Hard to conceive why these little photo
cameras are mostly recording in the MOV format that is alien to
PCs even if you take the pain of installing Quicktime, which still
doesn't deliver any decoders working with VirtualDub, for example.
For users in PAL countries it's even more annoying that almost
any of these little gadgets insists on recording at 30 frames
per second. Converting this into 25 fps is anything but simple.
SUPER© delivers a very simple means of transforming those videos into something looking like PAL. Good for the quick job but then 25 fps are just achieved by dropping any 6th frame, an this stutters a bit. Directly encoding to MPEG2 this way also had issues of dropping 1-2 seconds from the end of the video. Anway if your main objective is to keep it simple, here some settings:
NTSC users will have to set 720x480 and 29.97 fps.
Now we will describe a more elaborate method.
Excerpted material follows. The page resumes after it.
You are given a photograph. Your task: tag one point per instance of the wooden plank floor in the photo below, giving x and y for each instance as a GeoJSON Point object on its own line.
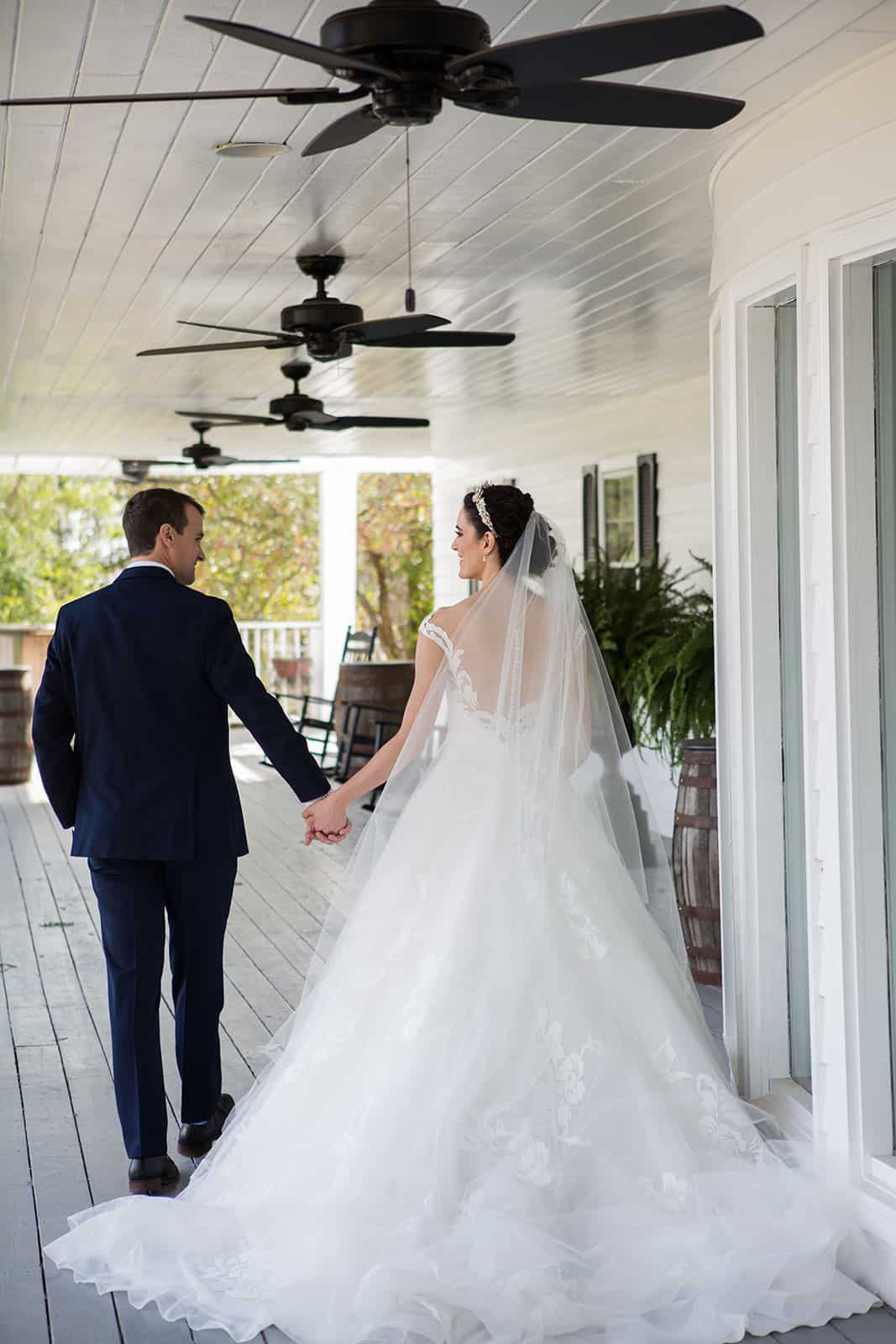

First, we convert the video into an intermediate format readable by VirtualDub. This goes as follows:
On the left side are the settings for
SUPER©.
If MJPEG has problems on your PC, try another format (DV should
work), but use a high bitrate anyway. We are converting the video
into full format and 60 fps, simply doubling any frame.
On the right side we have an AVIsynth script that can afterwards read the
AVI we made and convert the 60 fps into 25 fps, interlaced. This
way we are dropping 12 half frames per second instead of 6 full
frames and this is a lot smoother. You need to install AVIsynth
for this. Simply open the script with VirtualDub and You're set. For the lazy, the
script file is here for download (right
click on the link). Of course you will have to enter your own
file and path for the video source (any editor will do, or use
AVSedit).
In VirtualDub we can use more filters to improve the video, for example like this:
Temporal smoother is eliminating pixel noise, while the levels filter corrects for too much contrast.
The best way to proceed now is to start the frameserver in VirtualDub and encode to DVD format, with CCE for example (see DVD page).